Honestly, I just see it continuing to get more and more awesome. First and foremost, I’m super stoked that there’s more women in skateboarding, it’s really cool because you hear about in Asia, it’s so much more of a new sport overall, if it’s sport but whatever. Skateboarding is so much more new that they don’t look at it like, “Oh it’s the boys club, no it’s skateboarding, and men do it, women do it”. I think that’s far more of a hurdle that we have to deal with in the United States and in Europe. I think that the more women in skateboarding is fantastic and I think that more people in skateboarding is fantastic. It doesn’t have anything to do with the financial gain from it. I’m 35 years old, I started skateboarding when I was 11 and I grew up in Pennsylvania, so everything in my life is because of skateboarding. I live where I live because of skateboarding, I met my wife not through skateboarding, but I wouldn’t have been out here if it wasn’t for skateboarding. Skateboarding has always been my constant through my life for the last 24 years. I just want people to be able to find that and if people don’t have that with skateboarding, that’s totally okay, but everything that I do is because I hope that somebody else can find it and it can help them get through life because life is weird and life is difficult. So more women in skateboarding, that’s f***king awesome, more members of the queer community in skateboarding, that’s f***king awesome. I think that a big part of it too is that there’s so much opportunity for good conversation and change and stuff like that through skating.
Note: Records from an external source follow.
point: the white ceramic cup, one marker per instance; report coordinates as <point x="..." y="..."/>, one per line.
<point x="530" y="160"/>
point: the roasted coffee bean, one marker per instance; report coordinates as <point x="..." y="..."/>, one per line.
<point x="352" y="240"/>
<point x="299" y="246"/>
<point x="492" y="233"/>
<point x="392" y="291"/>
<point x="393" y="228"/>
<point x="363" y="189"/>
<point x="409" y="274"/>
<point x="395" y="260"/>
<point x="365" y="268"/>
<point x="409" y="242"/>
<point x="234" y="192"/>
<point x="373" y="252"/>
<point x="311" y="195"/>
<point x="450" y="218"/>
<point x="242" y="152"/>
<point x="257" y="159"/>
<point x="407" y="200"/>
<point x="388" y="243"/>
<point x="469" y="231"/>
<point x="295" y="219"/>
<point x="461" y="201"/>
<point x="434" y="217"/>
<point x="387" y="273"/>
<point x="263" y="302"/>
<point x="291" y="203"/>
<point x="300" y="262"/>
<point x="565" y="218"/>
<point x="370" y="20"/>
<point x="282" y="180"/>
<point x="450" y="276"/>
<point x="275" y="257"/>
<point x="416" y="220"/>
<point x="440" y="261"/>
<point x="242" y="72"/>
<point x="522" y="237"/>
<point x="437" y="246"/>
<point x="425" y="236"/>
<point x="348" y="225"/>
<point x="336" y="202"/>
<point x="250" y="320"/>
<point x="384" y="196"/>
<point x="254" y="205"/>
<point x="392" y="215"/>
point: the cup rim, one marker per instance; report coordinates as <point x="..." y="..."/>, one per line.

You mentioned skateboarding being a little conservative and it definitely is for a long time, it was like, “Yeah, you could definitely be a skateboarder if you wear these clothes, listen to this music, like these videos”. Kids now and younger adults in their early 20s, they’re running this and they’re wearing whatever the f*** they want, and they’re listening to whatever music, and they’re doing what they want, and it’s so cool. I just feel like skateboarding is so much more open and special now, and I know everyone looks fondly back on when they grew up, and I definitely do, but it’s so cool right now. You can just be a skater in any kind and it’s so special, and you can find a community in it. I think that’s the most important thing to me is that you can find communities in all these different aspects. I’m a vegan so I talk with vegan dads. I literally talk with vegan dads all the time about vegan skate shoes, and most of them are still into hardcore or punk or whatever, and it’s really cool. You can find these little communities now more than ever and you can be whoever you want to be and it’s great.
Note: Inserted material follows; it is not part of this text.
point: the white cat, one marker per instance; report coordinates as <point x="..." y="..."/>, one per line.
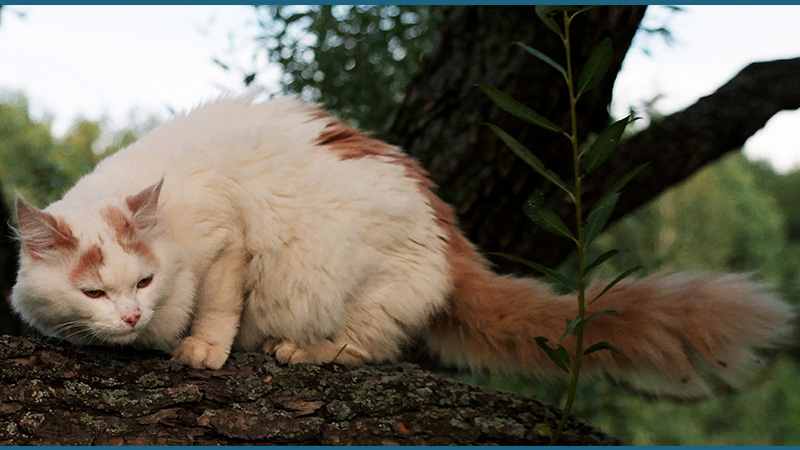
<point x="274" y="226"/>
What’s next for Santa Cruz?
We’re gonna keep building our YouTube presence and we’re trying to let people in. Our goal with all the YouTube stuff is that not everybody’s gonna get to see a Santa Cruz demo, not everyone’s gonna get to get in the van, but through YouTube we can be like, “Get in the van and hang out with the team and see what it’s like to be on a session”. You’ll see Kevin Braun foam rolling and you’ll see everyone playing skate and talking shit. To me, that’s really special because when the time does come that hopefully Santa Cruz can come to your town, it’s not just like “Oh hi Kevin Braun, you’ve got a great kickflip crook”, it’s like, “Dude, man, Kevin, I can’t believe you love Frank Zappa, I love that album too”. Then all of a sudden it breaks down these barriers and now it’s just so much easier to connect with people around the world. So I would say that for us our goal is to help build and forge connections between skaters, but also just to keep making fun content and keep putting out great products and trying to meet the needs of skateboarders worldwide the best we can.
And when Jake Wooten is going to be pro?
I don’t know, what do you think? You think he should be pro?
Definitely! [Jake Wooten turned pro the day after recording this interview and that’s awesome.]